Branigan suggests a preliminary health history, physical exam and a look into the following:
- Weight or endocrine problems: diabetes or thyroid issues.
- Vitamin deficiencies, including vitamin D.
- Medical issues: lupus, ulcerative colitis, hypertension. If they exist, how are they being controlled?
- Nutritional issues: Is diet causing diabetes or contributing to health problems?
- Mental health issues: medications, general stress.
- Lifestyle habits: smoking, alcohol, drug use.
- Alternative health treatments: acupuncture, herbs, homeopathic medicine.
- Undiagnosed gynecological problems.
- Exercise: under or over exercising.
Women in their mid-to-late 30s would also benefit from an AMH test to assess ovarian reserve.

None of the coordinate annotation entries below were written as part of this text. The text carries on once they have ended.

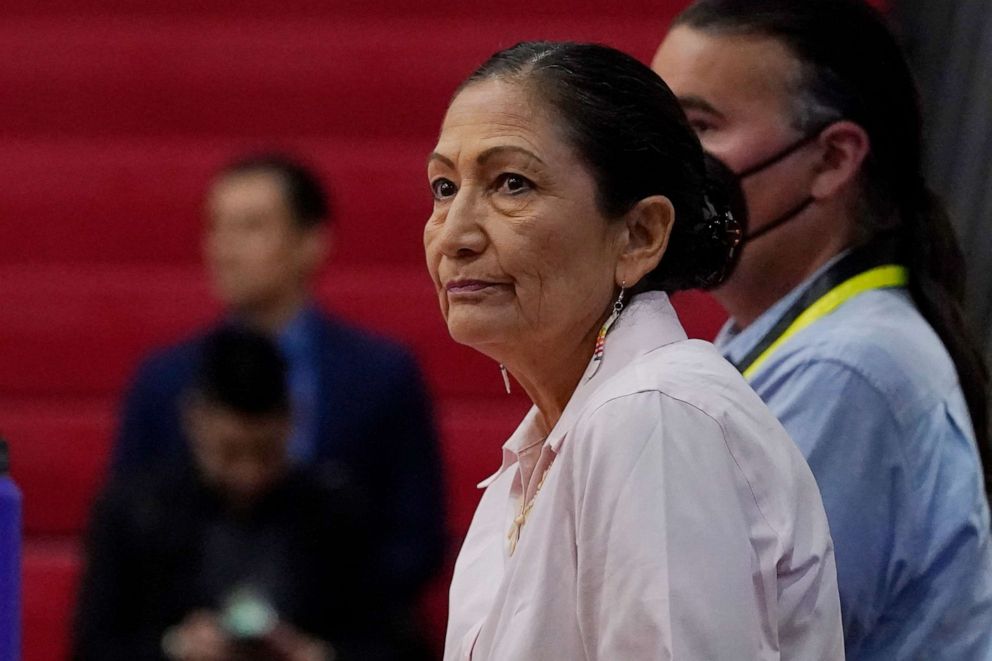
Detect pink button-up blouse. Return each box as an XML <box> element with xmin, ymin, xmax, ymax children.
<box><xmin>444</xmin><ymin>293</ymin><xmax>844</xmax><ymax>661</ymax></box>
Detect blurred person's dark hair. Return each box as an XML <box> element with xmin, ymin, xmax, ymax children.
<box><xmin>191</xmin><ymin>326</ymin><xmax>290</xmax><ymax>416</ymax></box>
<box><xmin>674</xmin><ymin>0</ymin><xmax>992</xmax><ymax>487</ymax></box>
<box><xmin>217</xmin><ymin>152</ymin><xmax>331</xmax><ymax>229</ymax></box>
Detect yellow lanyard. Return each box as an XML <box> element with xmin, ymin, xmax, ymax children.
<box><xmin>738</xmin><ymin>264</ymin><xmax>909</xmax><ymax>381</ymax></box>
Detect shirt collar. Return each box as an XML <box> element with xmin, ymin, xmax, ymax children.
<box><xmin>713</xmin><ymin>250</ymin><xmax>850</xmax><ymax>363</ymax></box>
<box><xmin>478</xmin><ymin>292</ymin><xmax>686</xmax><ymax>489</ymax></box>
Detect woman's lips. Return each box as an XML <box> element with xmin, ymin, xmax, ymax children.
<box><xmin>444</xmin><ymin>280</ymin><xmax>503</xmax><ymax>295</ymax></box>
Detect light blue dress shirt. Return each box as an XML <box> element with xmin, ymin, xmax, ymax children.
<box><xmin>716</xmin><ymin>255</ymin><xmax>992</xmax><ymax>661</ymax></box>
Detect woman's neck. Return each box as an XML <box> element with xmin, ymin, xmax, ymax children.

Once he has a full picture of overall health, Branigan works with his patients to develop a program to maximize reproductive potential. That might include implementing changes to diet and exercise, and working with a nutritionist or other health professionals under his supervision.
Branigan says patients who have had the greatest success in his Reproductive Wellness program at Bellingham IVF have turned out not to have fertility problems. Once they were able to correct and optimize the identified issues, they were able to get pregnant naturally. Keep in mind the timeline varies depending on your particular situation, and not all issues will be correctable. For those, fertility treatment is a solution.
His hope is that women will start talking about and thinking about their fertility sooner. It doesn’t mean you have to get pregnant now, but it’s never too soon to optimize your reproductive health.